No clips of the neck pickup?

You asked, so I'll give my opinion. I hate the tone of that sound clip. Too bright and not enough balls. To each his own though. 

The guitar looks pretty sweet though. I didn't even know Carvin sold neck-thru blanks. Seems like more people should be trying them out instead of buying used Ibby necks and strat replacement necks.


----------



## mili9152 (Mar 31, 2013)

Gregori said:


> No clips of the neck pickup?
> 
> You asked, so I'll give my opinion. I hate the tone of that sound clip. Too bright and not enough balls. To each his own though.
> 
> The guitar looks pretty sweet though. I didn't even know Carvin sold neck-thru blanks.
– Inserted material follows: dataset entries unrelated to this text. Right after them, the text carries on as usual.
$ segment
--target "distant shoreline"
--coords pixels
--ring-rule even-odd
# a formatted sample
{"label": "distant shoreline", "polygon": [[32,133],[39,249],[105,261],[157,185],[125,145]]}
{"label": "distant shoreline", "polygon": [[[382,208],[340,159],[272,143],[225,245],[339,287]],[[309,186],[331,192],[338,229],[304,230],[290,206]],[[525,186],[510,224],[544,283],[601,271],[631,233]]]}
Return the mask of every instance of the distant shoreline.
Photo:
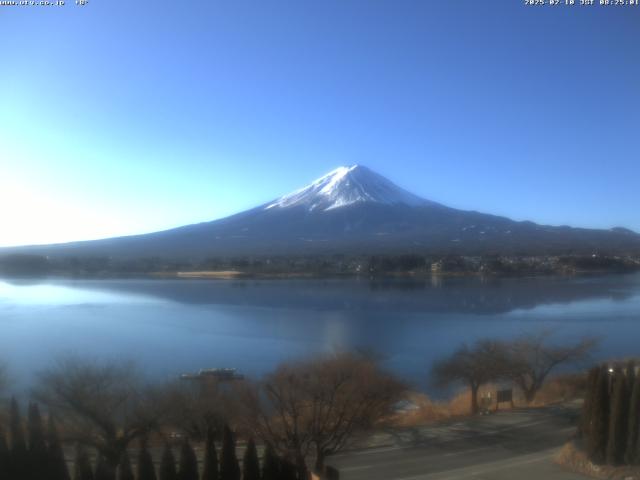
{"label": "distant shoreline", "polygon": [[522,272],[522,273],[479,273],[479,272],[444,272],[444,273],[426,273],[426,272],[394,272],[385,274],[353,274],[353,273],[303,273],[303,272],[243,272],[243,271],[180,271],[180,272],[140,272],[130,274],[78,274],[71,272],[53,272],[40,275],[5,275],[0,273],[2,279],[86,279],[86,280],[318,280],[318,279],[363,279],[363,280],[382,280],[382,279],[406,279],[406,280],[437,280],[447,278],[544,278],[544,277],[587,277],[600,275],[625,275],[640,272],[639,270],[584,270],[574,272]]}
{"label": "distant shoreline", "polygon": [[42,278],[291,279],[543,277],[632,273],[638,256],[424,256],[247,257],[175,261],[159,258],[0,257],[0,276]]}
{"label": "distant shoreline", "polygon": [[239,279],[318,279],[318,278],[411,278],[425,280],[430,278],[460,278],[460,277],[493,277],[493,278],[520,278],[520,277],[579,277],[592,275],[624,275],[640,272],[638,270],[581,270],[574,272],[523,272],[523,273],[481,273],[481,272],[393,272],[385,274],[365,275],[355,273],[335,273],[318,274],[303,272],[242,272],[242,271],[204,271],[204,272],[152,272],[141,274],[141,277],[153,277],[158,279],[217,279],[217,280],[239,280]]}

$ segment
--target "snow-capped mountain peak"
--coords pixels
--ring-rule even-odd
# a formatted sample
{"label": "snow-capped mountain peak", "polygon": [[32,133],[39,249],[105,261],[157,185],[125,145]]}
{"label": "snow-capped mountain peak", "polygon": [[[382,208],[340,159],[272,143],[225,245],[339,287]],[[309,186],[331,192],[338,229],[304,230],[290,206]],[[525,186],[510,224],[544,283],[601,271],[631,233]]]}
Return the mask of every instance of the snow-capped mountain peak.
{"label": "snow-capped mountain peak", "polygon": [[362,165],[339,167],[311,184],[269,203],[265,210],[303,206],[327,211],[355,203],[409,206],[429,205],[424,200]]}

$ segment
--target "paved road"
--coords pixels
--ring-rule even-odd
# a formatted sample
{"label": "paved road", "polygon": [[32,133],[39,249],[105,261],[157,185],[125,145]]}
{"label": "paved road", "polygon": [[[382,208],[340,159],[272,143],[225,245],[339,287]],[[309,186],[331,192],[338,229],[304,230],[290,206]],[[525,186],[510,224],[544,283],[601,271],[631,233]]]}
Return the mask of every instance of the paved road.
{"label": "paved road", "polygon": [[584,480],[552,460],[576,419],[573,407],[550,407],[383,432],[327,463],[344,480]]}

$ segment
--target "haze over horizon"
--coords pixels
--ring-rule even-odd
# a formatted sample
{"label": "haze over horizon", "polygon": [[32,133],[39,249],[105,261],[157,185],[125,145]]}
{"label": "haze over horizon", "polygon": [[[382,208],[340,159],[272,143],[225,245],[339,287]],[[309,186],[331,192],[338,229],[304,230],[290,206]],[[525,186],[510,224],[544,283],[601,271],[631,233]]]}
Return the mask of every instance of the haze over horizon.
{"label": "haze over horizon", "polygon": [[0,246],[210,221],[350,164],[640,231],[640,8],[454,3],[3,8]]}

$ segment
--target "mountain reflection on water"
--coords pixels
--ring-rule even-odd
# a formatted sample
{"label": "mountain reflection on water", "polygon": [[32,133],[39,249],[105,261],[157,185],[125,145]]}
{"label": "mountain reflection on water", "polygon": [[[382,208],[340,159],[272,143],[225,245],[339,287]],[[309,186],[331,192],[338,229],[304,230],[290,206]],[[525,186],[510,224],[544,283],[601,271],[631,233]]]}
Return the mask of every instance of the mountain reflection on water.
{"label": "mountain reflection on water", "polygon": [[152,378],[208,367],[259,377],[335,350],[380,353],[429,391],[462,342],[552,329],[637,355],[640,275],[534,278],[0,280],[0,360],[28,387],[68,353],[127,358]]}
{"label": "mountain reflection on water", "polygon": [[432,277],[428,279],[77,280],[74,288],[158,297],[185,304],[316,310],[506,313],[640,294],[640,276]]}

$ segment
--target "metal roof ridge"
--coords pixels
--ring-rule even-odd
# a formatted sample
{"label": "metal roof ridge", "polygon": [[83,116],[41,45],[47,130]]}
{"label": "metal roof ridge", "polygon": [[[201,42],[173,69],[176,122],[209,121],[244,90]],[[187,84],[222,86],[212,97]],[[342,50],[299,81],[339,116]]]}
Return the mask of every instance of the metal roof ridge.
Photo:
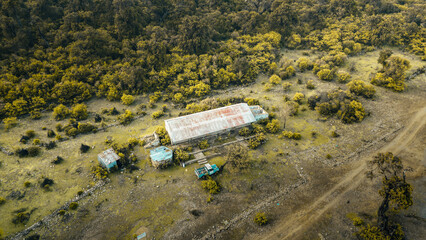
{"label": "metal roof ridge", "polygon": [[180,116],[180,117],[169,118],[169,119],[164,120],[164,122],[170,122],[170,121],[172,121],[172,120],[173,120],[173,121],[174,121],[174,120],[179,120],[179,119],[181,119],[181,118],[187,118],[188,116],[195,116],[195,115],[205,114],[205,113],[207,113],[207,112],[218,111],[219,109],[230,108],[230,107],[234,107],[234,106],[237,106],[237,105],[247,105],[247,106],[248,106],[248,104],[247,104],[247,103],[237,103],[237,104],[232,104],[232,105],[228,105],[228,106],[224,106],[224,107],[220,107],[220,108],[213,108],[213,109],[209,109],[209,110],[206,110],[206,111],[201,111],[201,112],[191,113],[191,114],[184,115],[184,116]]}

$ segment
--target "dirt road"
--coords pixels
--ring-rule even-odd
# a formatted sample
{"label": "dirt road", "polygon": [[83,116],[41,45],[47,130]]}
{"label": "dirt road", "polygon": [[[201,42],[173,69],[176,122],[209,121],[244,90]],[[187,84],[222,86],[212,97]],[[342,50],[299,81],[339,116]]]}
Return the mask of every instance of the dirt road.
{"label": "dirt road", "polygon": [[[400,153],[421,131],[426,123],[426,107],[421,108],[406,125],[403,131],[391,142],[382,147],[378,152]],[[367,155],[359,160],[356,168],[347,173],[334,187],[325,192],[320,198],[315,200],[306,208],[287,216],[287,221],[277,224],[269,234],[262,236],[262,239],[296,239],[307,227],[316,222],[323,213],[337,206],[345,193],[352,191],[365,180],[367,162],[374,154]]]}

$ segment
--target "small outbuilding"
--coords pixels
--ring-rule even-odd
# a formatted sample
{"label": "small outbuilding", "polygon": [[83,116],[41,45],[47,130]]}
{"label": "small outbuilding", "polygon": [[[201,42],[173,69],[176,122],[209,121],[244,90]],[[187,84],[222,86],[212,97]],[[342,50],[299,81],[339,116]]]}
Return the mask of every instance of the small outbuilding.
{"label": "small outbuilding", "polygon": [[108,171],[117,166],[117,161],[120,157],[115,153],[114,149],[110,148],[98,154],[99,163]]}
{"label": "small outbuilding", "polygon": [[162,168],[172,163],[173,151],[170,148],[160,146],[150,151],[152,166]]}

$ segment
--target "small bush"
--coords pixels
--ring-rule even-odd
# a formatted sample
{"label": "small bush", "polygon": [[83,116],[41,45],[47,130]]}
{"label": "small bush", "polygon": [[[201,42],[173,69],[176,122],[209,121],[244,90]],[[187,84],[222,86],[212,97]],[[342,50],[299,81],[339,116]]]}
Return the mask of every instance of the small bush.
{"label": "small bush", "polygon": [[209,142],[207,140],[203,140],[201,142],[198,143],[198,147],[200,149],[207,149],[210,147]]}
{"label": "small bush", "polygon": [[72,108],[72,116],[77,120],[84,120],[87,118],[87,106],[83,103],[77,104]]}
{"label": "small bush", "polygon": [[28,150],[25,148],[18,148],[15,150],[15,154],[18,155],[18,157],[27,157],[28,156]]}
{"label": "small bush", "polygon": [[25,132],[25,136],[27,136],[29,139],[35,137],[35,132],[34,130],[28,130]]}
{"label": "small bush", "polygon": [[65,211],[64,209],[59,210],[59,212],[58,212],[58,214],[61,215],[61,216],[65,215],[65,213],[67,213],[67,211]]}
{"label": "small bush", "polygon": [[281,83],[281,78],[278,75],[274,74],[269,78],[269,82],[272,85],[277,85]]}
{"label": "small bush", "polygon": [[18,120],[16,117],[9,117],[3,119],[4,128],[6,130],[16,127],[18,125]]}
{"label": "small bush", "polygon": [[38,156],[38,154],[41,151],[40,147],[29,147],[27,150],[28,150],[28,156],[30,157]]}
{"label": "small bush", "polygon": [[332,131],[332,132],[331,132],[331,136],[332,136],[332,137],[334,137],[334,138],[337,138],[337,137],[339,137],[340,135],[339,135],[336,131]]}
{"label": "small bush", "polygon": [[338,83],[347,83],[351,79],[351,75],[345,71],[339,71],[337,73]]}
{"label": "small bush", "polygon": [[76,210],[77,208],[78,208],[78,203],[76,202],[70,203],[70,207],[69,207],[70,210]]}
{"label": "small bush", "polygon": [[28,212],[18,212],[16,216],[12,219],[12,223],[18,224],[22,223],[25,224],[30,220],[30,213]]}
{"label": "small bush", "polygon": [[0,197],[0,205],[3,205],[6,202],[6,199],[3,197]]}
{"label": "small bush", "polygon": [[256,213],[256,216],[254,217],[253,221],[257,225],[263,226],[268,223],[268,218],[266,217],[266,214],[264,212],[258,212]]}
{"label": "small bush", "polygon": [[65,133],[67,136],[70,136],[70,137],[75,137],[75,136],[77,136],[77,134],[78,134],[78,130],[77,130],[77,128],[74,128],[74,127],[72,127],[72,128],[69,128],[67,131],[66,131],[66,133]]}
{"label": "small bush", "polygon": [[189,160],[189,154],[187,151],[178,148],[176,150],[174,150],[173,152],[173,158],[175,159],[175,162],[177,163],[181,163],[181,162],[186,162]]}
{"label": "small bush", "polygon": [[248,137],[250,136],[250,134],[251,134],[251,131],[248,127],[241,128],[240,131],[238,131],[238,135],[243,137]]}
{"label": "small bush", "polygon": [[53,118],[57,121],[67,118],[70,115],[70,110],[63,104],[58,105],[53,109]]}
{"label": "small bush", "polygon": [[46,188],[46,186],[49,187],[49,186],[52,186],[53,184],[54,184],[53,179],[44,178],[43,181],[40,183],[40,187]]}
{"label": "small bush", "polygon": [[63,131],[62,124],[57,123],[57,124],[56,124],[56,126],[55,126],[55,129],[56,129],[56,131],[58,131],[58,132],[62,132],[62,131]]}
{"label": "small bush", "polygon": [[305,95],[303,95],[303,93],[295,93],[293,96],[293,101],[298,104],[301,104],[303,99],[305,99]]}
{"label": "small bush", "polygon": [[248,105],[259,105],[260,102],[256,98],[244,98],[244,102],[246,102]]}
{"label": "small bush", "polygon": [[85,144],[81,144],[80,145],[80,152],[82,152],[82,153],[86,153],[86,152],[88,152],[90,150],[90,146],[87,146],[87,145],[85,145]]}
{"label": "small bush", "polygon": [[31,186],[31,183],[29,181],[24,182],[24,187],[28,188]]}
{"label": "small bush", "polygon": [[77,130],[79,133],[93,133],[97,131],[97,127],[91,123],[78,123]]}
{"label": "small bush", "polygon": [[256,137],[249,139],[248,147],[251,148],[251,149],[256,149],[265,142],[266,142],[265,135],[263,133],[259,133]]}
{"label": "small bush", "polygon": [[102,121],[102,117],[99,114],[95,115],[95,123],[101,122]]}
{"label": "small bush", "polygon": [[33,140],[34,145],[40,145],[40,139],[36,138]]}
{"label": "small bush", "polygon": [[327,159],[331,159],[331,158],[333,158],[330,154],[327,154],[326,156],[325,156],[325,158],[327,158]]}
{"label": "small bush", "polygon": [[290,90],[291,86],[292,86],[292,84],[289,83],[289,82],[285,82],[285,83],[282,84],[282,87],[283,87],[284,91]]}
{"label": "small bush", "polygon": [[266,124],[266,131],[269,133],[276,133],[280,130],[280,122],[277,119],[273,119],[271,122]]}
{"label": "small bush", "polygon": [[302,139],[302,135],[300,133],[295,133],[292,131],[283,131],[279,138],[286,137],[288,139],[300,140]]}
{"label": "small bush", "polygon": [[159,111],[153,112],[152,115],[151,115],[151,117],[153,119],[157,119],[157,118],[162,117],[163,115],[164,115],[164,111],[163,110],[159,110]]}
{"label": "small bush", "polygon": [[108,171],[105,168],[103,168],[99,165],[92,167],[92,174],[97,179],[104,179],[104,178],[108,177]]}
{"label": "small bush", "polygon": [[351,93],[365,98],[372,98],[376,93],[376,89],[374,89],[373,85],[364,83],[361,80],[352,80],[347,86]]}
{"label": "small bush", "polygon": [[[56,137],[60,137],[60,135],[57,135]],[[47,150],[50,150],[50,149],[53,149],[53,148],[55,148],[56,147],[56,142],[55,141],[50,141],[50,142],[48,142],[48,143],[44,143],[43,144],[44,145],[44,147],[47,149]]]}
{"label": "small bush", "polygon": [[210,194],[216,194],[220,192],[219,184],[210,177],[207,180],[201,181],[201,187],[205,190],[208,190]]}
{"label": "small bush", "polygon": [[324,81],[331,81],[334,78],[334,71],[330,69],[322,69],[317,73],[319,79]]}
{"label": "small bush", "polygon": [[56,158],[52,160],[52,163],[53,164],[59,164],[63,161],[64,161],[64,159],[62,157],[56,156]]}
{"label": "small bush", "polygon": [[306,88],[307,88],[307,89],[315,89],[314,81],[309,80],[309,81],[306,83]]}
{"label": "small bush", "polygon": [[135,101],[135,97],[132,95],[123,94],[121,97],[121,103],[125,105],[131,105]]}
{"label": "small bush", "polygon": [[53,138],[56,136],[56,133],[53,130],[47,130],[47,137]]}

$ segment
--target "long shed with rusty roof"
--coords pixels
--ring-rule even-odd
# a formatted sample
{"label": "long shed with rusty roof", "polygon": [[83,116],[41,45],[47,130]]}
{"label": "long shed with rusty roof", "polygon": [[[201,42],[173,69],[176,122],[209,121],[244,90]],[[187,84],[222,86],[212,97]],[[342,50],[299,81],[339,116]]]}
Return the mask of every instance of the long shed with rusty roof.
{"label": "long shed with rusty roof", "polygon": [[268,117],[261,107],[239,103],[165,120],[172,144],[226,133]]}

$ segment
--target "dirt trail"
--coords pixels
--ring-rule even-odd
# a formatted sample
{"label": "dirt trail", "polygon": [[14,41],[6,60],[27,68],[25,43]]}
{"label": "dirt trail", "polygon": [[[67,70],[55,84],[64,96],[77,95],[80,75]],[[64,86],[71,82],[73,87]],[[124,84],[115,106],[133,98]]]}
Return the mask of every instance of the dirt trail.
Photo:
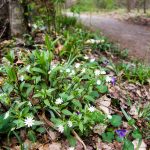
{"label": "dirt trail", "polygon": [[129,49],[131,56],[150,64],[150,27],[129,24],[106,15],[81,14],[78,18],[84,25],[94,30],[100,29],[121,48]]}

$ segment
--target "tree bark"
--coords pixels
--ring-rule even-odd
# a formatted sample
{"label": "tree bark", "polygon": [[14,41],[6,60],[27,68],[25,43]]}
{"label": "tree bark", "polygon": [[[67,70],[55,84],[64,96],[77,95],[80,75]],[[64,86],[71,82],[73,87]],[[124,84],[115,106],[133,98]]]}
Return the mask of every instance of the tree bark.
{"label": "tree bark", "polygon": [[143,2],[143,9],[144,9],[144,13],[146,14],[146,3],[147,3],[147,0],[144,0]]}
{"label": "tree bark", "polygon": [[18,0],[9,1],[9,20],[11,36],[21,37],[27,32],[24,20],[24,10]]}
{"label": "tree bark", "polygon": [[131,11],[131,2],[130,0],[126,0],[126,5],[127,5],[127,11],[130,12]]}

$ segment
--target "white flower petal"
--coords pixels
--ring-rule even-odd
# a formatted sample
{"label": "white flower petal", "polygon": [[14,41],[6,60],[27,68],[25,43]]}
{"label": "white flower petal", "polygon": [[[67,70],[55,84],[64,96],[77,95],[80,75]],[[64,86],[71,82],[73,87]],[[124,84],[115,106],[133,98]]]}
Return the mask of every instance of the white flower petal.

Seems like more people should be trying them out instead of buying used Ibby necks and strat replacement necks.



I appreciate the honesty - I've never had much of an ear for guitar tones which is why I asked your opinions. I do generally prefer brighter tones though.

One thing to note about Carvin necks as a neck replacement is that they don't offer 24 fret bolt-ons. I went into their store in Hollywood and asked a rep about it.


----------



## AwDeOh (Mar 31, 2013)

I'm with Gregori a little on the tone, but that's just the Full Shred doing what it does. It's got that 5150 kinda fuzz that sounds good in a Killswitch Engage mix, but usually not by itself.

It's all about personal preference though


----------



## Jamone (May 17, 2013)

How did you find out where drill the string holes to install the bridge?


----------



## mili9152 (Jun 7, 2013)

Jamone said:


> How did you find out where drill the string holes to install the bridge?



I placed the hipshot bridge where I wanted it and penciled in the string holes.


----------



## Yimmj (Jun 7, 2013)

Wow! thats awesome! great work dude!


----------